Open xtprox opened 5 years ago
What version of the app are your running? Also, can you confirm if this is the full version or Mini? Generally failed to connect to db means the db is no longer running. Additionally, no longer running means it ran out of memory and was killed by the kernel. The app has relatively verbose logs for each component, including the db. You can collect them via an app-techsupport. Also, it may be useful on each APIC to check dmesg for any oom messages
@agccie App version 2.1, full version.
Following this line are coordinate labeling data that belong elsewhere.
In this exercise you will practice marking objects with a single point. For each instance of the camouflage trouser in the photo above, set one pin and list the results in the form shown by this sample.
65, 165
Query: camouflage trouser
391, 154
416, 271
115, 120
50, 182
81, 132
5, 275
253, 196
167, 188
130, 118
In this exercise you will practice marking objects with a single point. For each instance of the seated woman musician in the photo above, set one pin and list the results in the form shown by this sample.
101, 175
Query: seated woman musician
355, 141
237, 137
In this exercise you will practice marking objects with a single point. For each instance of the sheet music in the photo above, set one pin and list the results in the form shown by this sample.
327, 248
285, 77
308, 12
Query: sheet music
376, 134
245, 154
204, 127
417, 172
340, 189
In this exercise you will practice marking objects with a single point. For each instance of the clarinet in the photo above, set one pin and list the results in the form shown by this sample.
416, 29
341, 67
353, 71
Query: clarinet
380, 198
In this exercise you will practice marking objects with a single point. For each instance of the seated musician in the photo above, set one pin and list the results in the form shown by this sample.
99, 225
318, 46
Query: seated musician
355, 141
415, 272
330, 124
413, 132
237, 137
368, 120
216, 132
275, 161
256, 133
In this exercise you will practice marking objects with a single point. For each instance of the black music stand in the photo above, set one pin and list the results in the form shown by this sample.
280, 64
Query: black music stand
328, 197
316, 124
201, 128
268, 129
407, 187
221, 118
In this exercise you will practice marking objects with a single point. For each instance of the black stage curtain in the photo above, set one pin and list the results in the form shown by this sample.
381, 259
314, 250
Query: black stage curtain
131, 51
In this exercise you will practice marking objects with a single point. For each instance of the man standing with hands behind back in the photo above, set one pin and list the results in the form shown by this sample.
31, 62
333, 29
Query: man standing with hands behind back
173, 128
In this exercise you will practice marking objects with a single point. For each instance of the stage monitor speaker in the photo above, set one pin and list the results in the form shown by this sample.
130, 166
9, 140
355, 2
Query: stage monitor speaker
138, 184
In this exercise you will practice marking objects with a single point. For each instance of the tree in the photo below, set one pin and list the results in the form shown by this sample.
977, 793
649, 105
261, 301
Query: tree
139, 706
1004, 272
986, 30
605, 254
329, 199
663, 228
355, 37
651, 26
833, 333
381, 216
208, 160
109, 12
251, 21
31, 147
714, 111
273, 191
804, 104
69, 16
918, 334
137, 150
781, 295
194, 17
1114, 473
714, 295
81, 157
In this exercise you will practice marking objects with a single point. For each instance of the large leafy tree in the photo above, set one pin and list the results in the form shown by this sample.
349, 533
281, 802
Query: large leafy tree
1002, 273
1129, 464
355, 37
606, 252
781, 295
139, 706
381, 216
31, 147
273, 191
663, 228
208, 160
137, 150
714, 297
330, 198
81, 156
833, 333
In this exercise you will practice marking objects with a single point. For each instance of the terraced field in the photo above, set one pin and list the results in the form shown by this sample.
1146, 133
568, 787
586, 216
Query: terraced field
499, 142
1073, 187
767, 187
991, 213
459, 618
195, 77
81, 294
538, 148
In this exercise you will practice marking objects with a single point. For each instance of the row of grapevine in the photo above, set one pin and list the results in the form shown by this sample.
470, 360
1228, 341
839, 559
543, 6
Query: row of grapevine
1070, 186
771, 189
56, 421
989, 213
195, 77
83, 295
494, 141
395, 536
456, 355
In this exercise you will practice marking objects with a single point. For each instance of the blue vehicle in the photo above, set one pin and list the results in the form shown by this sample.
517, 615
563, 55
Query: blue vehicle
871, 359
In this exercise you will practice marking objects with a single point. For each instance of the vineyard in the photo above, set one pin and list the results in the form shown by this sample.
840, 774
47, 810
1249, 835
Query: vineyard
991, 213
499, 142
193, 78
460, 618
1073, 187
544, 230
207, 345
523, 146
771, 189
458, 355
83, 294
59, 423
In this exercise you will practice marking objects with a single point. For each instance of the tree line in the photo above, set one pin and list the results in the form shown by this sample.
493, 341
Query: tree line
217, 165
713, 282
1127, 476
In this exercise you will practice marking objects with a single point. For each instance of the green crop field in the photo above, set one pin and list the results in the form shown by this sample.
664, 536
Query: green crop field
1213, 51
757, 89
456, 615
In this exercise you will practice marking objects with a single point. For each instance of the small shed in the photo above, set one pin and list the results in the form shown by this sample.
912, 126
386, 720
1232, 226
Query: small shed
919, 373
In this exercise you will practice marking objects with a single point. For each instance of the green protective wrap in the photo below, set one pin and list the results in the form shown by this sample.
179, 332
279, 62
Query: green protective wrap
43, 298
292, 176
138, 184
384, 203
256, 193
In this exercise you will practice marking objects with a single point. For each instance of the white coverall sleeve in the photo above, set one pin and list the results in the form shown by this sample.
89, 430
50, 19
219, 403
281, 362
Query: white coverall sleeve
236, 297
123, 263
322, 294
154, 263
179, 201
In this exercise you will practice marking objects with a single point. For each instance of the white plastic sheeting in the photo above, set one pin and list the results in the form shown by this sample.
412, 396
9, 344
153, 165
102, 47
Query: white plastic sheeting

I will look into logs and try to find out something related to this failure.
@agccie maybe you could give me advice on what I should look for and in which files, because there's so many of them.
Here I found little info from APIC-3 manager_m1.log
file:
149||mgr-tracker||UTC 2019-08-27 20:04:57.376||DEBUG||ept_manager.py:(388)||manager stop fabric: <**********> (worker heartbeat timeout [w14, w13, w12, w11, w10, w5, w4, w3, w2, w1, w0])
149||mgr-stats||UTC 2019-08-27 20:04:58.897||DEBUG||common.py:(207)||failed to connect to mongo db: connection pool: connect failed sh0/db1-sh0-cisco-enhancedendpointtracker.service.apic.local:6202 : connect failed to replica set sh0/db1-sh0-cisco-enhancedendpointtracker.service.apic.local:6202
149||mgr-stats||UTC 2019-08-27 20:04:58.897||ERROR||ept_manager.py:(465)||db no longer reachable/alive
149||mgr-main||UTC 2019-08-27 20:04:58.899||ERROR||ept_manager.py:(96)||Traceback:
Traceback (most recent call last):
File "app/models/aci/ept/ept_manager.py", line 94, in run
self._run()
File "app/models/aci/ept/ept_manager.py", line 140, in _run
(q, data) = self.redis.blpop(MANAGER_WORK_QUEUE)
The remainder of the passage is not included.